Rapti-Sonari Rural Municipality (Nepali :राप्तिसोनारी गाउँपालिका) is a Gaunpalika in Banke District in Lumbini Province of Nepal. On 12 March 2017, the government of Nepal implemented a new local administrative structure. With the implementation of the new structure, VDCs have been replaced with municipal and Village Councils.

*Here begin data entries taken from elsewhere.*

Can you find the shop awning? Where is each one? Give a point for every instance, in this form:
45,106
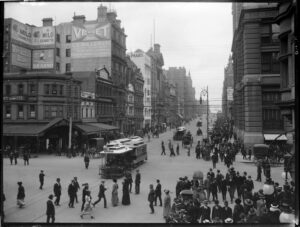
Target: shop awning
271,137
23,129
87,129
104,127
180,116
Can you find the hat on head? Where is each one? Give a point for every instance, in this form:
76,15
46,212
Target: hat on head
228,220
238,201
248,202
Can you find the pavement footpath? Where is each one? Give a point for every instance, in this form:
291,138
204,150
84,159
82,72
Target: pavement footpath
167,169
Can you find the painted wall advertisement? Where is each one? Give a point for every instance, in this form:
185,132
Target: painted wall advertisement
43,59
230,94
35,36
21,56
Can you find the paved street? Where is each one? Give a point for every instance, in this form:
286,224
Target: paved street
165,168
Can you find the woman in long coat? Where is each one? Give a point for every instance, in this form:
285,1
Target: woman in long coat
21,195
126,197
167,204
114,194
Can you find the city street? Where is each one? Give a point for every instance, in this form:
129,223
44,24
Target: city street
167,169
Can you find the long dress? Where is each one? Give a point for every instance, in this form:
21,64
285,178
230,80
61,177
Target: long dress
114,195
126,197
167,206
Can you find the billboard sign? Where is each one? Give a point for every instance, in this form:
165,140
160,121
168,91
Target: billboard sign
35,36
21,56
230,94
43,59
90,32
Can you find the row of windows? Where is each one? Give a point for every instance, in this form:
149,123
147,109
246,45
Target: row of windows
68,38
68,67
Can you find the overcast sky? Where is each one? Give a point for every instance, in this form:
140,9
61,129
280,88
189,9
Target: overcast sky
197,36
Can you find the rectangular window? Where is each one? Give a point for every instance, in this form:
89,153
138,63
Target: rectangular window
7,89
68,67
32,89
61,89
269,62
57,52
57,66
58,38
32,111
20,89
68,38
7,111
47,89
20,111
68,52
54,89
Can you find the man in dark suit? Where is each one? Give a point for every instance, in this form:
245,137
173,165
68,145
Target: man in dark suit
84,193
77,187
72,192
137,182
41,177
50,212
101,194
226,211
158,193
57,191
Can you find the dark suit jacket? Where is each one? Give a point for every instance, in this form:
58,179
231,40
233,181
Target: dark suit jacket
226,213
50,208
57,189
158,189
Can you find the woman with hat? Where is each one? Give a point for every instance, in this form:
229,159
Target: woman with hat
237,210
114,193
21,195
167,204
88,208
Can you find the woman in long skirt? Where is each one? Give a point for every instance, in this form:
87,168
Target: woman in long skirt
167,204
126,197
114,194
88,208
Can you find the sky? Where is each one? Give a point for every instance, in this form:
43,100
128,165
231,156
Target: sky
197,36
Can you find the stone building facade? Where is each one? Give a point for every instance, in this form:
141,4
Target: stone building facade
256,72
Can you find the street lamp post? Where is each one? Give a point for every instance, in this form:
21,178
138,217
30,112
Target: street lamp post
204,92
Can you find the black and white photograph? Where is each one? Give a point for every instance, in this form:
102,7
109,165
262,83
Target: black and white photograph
150,112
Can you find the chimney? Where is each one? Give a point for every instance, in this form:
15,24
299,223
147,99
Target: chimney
111,16
79,19
102,11
156,48
47,22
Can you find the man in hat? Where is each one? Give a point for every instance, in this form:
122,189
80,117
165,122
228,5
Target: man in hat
158,193
205,211
50,212
41,178
216,211
57,191
226,211
101,194
71,193
137,182
77,187
84,193
237,211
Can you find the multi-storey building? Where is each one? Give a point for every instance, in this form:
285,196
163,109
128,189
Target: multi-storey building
143,62
37,109
227,94
255,50
157,62
287,21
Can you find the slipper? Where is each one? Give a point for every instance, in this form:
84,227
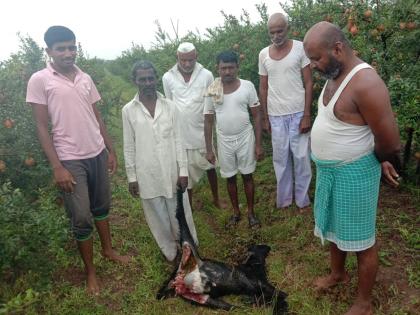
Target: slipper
253,222
234,219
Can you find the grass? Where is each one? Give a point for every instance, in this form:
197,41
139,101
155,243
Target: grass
296,258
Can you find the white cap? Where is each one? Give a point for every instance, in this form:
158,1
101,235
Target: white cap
185,47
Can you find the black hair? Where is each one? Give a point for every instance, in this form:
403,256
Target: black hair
227,56
57,34
142,65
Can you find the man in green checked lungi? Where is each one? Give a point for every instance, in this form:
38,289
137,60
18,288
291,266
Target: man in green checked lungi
353,137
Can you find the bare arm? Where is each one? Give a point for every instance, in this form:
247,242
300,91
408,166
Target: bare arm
374,105
112,158
208,135
257,115
263,91
305,123
62,176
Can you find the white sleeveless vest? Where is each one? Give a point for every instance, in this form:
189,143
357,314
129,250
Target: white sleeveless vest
333,139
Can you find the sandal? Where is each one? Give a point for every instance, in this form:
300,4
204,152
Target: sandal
234,219
253,222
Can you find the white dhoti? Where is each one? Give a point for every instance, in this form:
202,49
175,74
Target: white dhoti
291,154
236,153
197,165
160,213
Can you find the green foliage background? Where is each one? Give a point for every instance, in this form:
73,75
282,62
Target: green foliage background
33,227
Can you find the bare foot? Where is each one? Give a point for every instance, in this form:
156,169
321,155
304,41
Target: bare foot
115,257
92,284
360,309
220,204
331,280
307,209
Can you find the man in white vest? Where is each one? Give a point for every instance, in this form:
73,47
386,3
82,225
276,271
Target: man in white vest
185,84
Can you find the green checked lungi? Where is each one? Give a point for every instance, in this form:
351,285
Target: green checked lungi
346,199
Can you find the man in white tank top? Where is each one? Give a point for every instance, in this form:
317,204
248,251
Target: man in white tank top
238,145
355,128
286,101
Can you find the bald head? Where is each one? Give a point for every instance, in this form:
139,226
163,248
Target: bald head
276,19
326,35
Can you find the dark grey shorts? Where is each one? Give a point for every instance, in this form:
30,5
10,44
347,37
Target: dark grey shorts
91,198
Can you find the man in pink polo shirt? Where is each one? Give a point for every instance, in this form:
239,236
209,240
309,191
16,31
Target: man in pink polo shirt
79,149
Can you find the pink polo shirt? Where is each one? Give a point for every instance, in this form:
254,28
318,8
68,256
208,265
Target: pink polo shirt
75,129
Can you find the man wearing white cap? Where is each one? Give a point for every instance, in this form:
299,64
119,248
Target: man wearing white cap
186,83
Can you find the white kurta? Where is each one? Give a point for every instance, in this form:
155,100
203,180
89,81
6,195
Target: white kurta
189,98
154,156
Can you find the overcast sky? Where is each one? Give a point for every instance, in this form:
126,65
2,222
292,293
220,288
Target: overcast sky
106,28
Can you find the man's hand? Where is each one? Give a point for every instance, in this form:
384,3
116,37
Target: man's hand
133,188
266,125
112,162
211,157
305,124
182,182
389,174
63,179
259,153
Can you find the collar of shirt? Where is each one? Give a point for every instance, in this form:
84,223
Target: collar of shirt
53,71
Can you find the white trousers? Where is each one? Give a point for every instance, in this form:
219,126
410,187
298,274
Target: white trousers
160,214
291,156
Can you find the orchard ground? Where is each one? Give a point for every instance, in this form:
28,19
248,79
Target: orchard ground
297,257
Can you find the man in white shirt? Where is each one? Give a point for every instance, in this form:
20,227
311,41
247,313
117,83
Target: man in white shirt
286,103
229,98
155,160
185,83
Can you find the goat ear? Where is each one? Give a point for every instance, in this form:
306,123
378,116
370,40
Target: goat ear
165,292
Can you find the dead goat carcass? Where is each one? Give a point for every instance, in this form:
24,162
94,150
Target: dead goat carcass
203,281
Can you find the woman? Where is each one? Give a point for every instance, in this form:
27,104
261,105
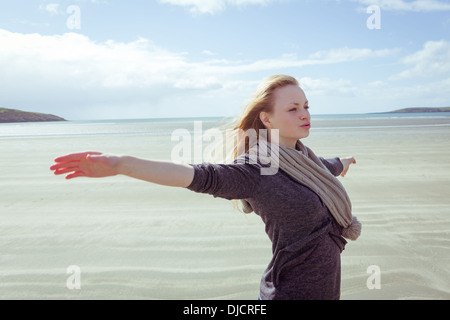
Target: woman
304,207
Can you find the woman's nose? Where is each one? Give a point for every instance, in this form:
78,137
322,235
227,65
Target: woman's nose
304,115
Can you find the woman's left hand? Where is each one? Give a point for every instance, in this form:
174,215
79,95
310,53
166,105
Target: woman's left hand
347,162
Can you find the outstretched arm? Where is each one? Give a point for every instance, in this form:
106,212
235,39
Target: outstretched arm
98,165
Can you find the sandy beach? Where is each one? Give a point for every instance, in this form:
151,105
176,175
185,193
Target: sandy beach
135,240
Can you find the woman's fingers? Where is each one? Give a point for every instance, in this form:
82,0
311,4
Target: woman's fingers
62,165
75,175
66,170
76,156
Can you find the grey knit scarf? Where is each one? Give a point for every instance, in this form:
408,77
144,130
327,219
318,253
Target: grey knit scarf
305,167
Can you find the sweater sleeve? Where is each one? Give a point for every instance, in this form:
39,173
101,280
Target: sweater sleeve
228,181
334,165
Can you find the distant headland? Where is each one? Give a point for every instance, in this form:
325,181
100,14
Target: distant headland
409,110
13,115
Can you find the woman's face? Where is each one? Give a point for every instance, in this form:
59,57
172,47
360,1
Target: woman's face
290,115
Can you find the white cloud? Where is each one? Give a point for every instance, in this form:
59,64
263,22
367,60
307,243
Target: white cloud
75,77
431,61
402,5
213,6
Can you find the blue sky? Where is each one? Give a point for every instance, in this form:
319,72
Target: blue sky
196,58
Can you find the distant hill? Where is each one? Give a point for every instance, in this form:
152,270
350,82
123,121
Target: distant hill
447,109
12,115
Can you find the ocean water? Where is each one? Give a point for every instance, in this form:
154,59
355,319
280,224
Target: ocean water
165,127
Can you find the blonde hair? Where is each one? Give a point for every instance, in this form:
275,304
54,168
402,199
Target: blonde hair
261,101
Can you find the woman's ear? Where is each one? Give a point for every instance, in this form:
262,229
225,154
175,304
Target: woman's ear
265,119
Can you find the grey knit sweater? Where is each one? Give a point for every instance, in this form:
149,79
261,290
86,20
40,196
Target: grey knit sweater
306,240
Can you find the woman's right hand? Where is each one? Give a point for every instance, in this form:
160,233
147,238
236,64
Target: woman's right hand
86,164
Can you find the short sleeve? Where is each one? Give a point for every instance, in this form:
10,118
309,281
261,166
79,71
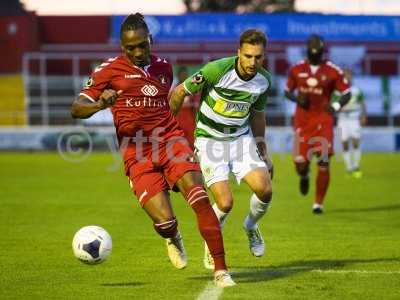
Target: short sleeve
205,76
98,81
291,81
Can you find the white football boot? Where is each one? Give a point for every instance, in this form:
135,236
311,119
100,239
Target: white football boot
256,241
176,251
223,279
208,260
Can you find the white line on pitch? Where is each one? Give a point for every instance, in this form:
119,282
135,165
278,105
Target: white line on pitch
210,292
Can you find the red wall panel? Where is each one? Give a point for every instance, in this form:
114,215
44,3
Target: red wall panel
18,34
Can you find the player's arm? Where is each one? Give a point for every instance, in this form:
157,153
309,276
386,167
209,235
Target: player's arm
299,98
193,84
83,107
176,99
342,86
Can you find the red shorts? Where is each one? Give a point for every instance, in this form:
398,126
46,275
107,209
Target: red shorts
316,140
159,170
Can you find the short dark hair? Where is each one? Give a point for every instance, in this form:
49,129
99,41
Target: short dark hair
254,37
133,22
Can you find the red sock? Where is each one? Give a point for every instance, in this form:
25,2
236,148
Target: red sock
208,224
322,184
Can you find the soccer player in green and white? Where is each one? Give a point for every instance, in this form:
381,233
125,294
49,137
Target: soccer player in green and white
351,118
230,131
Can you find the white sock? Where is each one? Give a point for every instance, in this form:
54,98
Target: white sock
257,210
357,158
347,160
220,215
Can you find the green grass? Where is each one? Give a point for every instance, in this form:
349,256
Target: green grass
44,200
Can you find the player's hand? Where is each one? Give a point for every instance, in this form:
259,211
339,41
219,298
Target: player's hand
303,101
269,164
108,98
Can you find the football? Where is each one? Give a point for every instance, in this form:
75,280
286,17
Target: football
92,244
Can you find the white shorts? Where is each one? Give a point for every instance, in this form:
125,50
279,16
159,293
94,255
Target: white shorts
219,158
349,128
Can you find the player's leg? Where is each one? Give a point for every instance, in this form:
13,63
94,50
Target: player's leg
356,157
345,129
322,146
248,165
259,182
222,195
355,139
223,204
322,184
301,160
160,211
150,188
347,156
215,167
186,176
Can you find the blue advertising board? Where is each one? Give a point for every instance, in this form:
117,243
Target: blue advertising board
278,27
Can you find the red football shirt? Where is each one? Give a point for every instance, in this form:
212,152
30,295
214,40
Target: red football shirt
143,104
318,86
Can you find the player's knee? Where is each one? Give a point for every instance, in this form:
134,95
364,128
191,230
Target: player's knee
167,229
264,193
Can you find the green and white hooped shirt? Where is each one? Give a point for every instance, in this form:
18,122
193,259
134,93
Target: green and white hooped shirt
226,99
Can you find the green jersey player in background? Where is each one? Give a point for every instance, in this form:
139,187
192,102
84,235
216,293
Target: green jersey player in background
230,131
351,118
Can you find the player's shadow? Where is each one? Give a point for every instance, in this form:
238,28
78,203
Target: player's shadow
123,284
365,209
255,274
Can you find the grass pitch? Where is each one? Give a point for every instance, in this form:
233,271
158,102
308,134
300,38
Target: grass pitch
350,252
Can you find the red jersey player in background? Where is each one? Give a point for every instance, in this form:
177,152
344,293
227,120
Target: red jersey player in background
156,156
315,80
187,115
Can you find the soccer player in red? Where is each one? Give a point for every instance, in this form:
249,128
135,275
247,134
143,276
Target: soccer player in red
310,85
157,158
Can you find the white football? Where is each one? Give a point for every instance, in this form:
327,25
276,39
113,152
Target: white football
92,244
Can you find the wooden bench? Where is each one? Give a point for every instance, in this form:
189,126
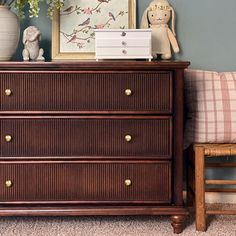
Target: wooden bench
196,182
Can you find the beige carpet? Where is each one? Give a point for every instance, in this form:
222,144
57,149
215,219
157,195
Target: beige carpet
110,226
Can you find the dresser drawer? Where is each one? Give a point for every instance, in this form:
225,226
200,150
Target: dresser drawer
77,182
86,137
124,52
117,92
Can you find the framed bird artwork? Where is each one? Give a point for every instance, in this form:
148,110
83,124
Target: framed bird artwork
73,26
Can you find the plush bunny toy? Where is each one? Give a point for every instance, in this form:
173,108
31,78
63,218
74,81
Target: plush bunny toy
156,17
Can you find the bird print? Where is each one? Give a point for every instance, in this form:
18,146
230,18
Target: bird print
69,9
73,38
112,16
85,22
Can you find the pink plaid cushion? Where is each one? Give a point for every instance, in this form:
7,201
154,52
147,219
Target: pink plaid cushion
211,105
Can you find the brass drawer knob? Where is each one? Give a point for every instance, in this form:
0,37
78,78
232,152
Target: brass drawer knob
8,92
124,51
8,183
128,92
128,138
8,138
128,182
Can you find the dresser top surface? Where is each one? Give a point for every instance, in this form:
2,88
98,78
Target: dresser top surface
93,65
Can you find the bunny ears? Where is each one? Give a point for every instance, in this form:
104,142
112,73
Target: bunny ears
158,5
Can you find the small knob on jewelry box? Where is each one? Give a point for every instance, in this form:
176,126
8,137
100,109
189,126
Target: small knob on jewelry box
8,183
8,138
128,182
128,138
128,92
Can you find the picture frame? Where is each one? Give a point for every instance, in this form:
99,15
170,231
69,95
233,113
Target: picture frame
72,27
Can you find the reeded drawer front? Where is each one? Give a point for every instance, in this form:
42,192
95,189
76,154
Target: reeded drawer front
125,52
85,182
85,136
81,92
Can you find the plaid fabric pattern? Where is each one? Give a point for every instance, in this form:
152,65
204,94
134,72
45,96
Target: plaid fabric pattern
211,107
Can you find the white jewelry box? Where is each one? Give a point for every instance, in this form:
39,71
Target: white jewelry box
123,44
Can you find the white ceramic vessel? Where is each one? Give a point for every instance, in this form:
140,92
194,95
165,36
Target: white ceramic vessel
123,44
9,33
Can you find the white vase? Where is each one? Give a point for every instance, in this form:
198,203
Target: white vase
9,33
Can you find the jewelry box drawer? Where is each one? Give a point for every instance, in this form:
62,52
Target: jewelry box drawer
123,34
85,182
119,92
124,52
120,42
91,137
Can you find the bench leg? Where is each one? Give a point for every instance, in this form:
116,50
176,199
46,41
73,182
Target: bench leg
200,189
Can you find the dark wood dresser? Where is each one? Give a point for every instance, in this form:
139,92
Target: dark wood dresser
92,138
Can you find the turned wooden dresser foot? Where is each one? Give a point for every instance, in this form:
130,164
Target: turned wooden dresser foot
177,223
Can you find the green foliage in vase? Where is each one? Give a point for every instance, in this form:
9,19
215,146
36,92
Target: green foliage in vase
33,6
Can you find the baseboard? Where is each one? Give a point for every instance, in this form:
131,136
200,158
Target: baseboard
212,197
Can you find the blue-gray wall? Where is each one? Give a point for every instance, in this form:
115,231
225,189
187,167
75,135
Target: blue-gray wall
205,31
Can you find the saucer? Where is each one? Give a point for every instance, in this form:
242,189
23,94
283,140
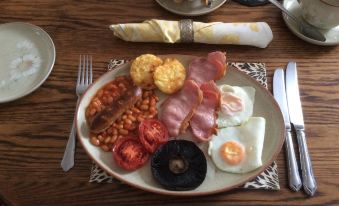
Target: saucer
27,56
332,35
190,8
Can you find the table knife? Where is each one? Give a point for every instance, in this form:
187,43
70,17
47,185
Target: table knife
280,96
296,117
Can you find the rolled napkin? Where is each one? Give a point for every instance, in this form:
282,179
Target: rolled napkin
257,34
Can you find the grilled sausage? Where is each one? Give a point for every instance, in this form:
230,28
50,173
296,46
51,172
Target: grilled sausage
105,118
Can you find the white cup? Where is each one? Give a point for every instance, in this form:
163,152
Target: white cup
323,14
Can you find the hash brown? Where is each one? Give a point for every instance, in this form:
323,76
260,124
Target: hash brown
142,69
170,76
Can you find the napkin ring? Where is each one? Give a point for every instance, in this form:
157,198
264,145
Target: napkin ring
186,31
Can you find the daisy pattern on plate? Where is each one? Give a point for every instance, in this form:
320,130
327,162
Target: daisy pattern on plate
24,66
26,62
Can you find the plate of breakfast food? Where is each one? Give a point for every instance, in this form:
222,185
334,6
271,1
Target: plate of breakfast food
191,7
180,125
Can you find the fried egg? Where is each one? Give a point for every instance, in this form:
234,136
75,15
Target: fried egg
239,149
236,105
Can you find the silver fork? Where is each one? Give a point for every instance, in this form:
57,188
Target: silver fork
84,80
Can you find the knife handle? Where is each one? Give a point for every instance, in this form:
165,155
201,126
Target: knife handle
310,185
293,171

Rapti-Sonari is one of these 753 local units.

Demographics
At the time of the 2011 Nepal census, Rapti-Sonari Rural Municipality had a population of 60,925. Of these, 48.3% spoke Tharu, 41.1% Nepali, 4.7% Awadhi, 4.2% Urdu, 1.1% Magar, 0.2% Maithili, 0.1% Hindi, 0.1% Doteli and 0.2% other languages as their first language.

In terms of ethnicity/caste, 49.2% were Tharu, 21.3% Chhetri, 6.8% Magar, 4.4% Kami, 4.4% Musalman, 1.9% Kumal, 1.7% Damai/Dholi, 1.7% Hill Brahmin, 1.6% Yadav and 7.0% others.

In terms of religion, 94.4% were Hindu, 4.3% Muslim, 0.9% Christian and 0.4% Buddhist.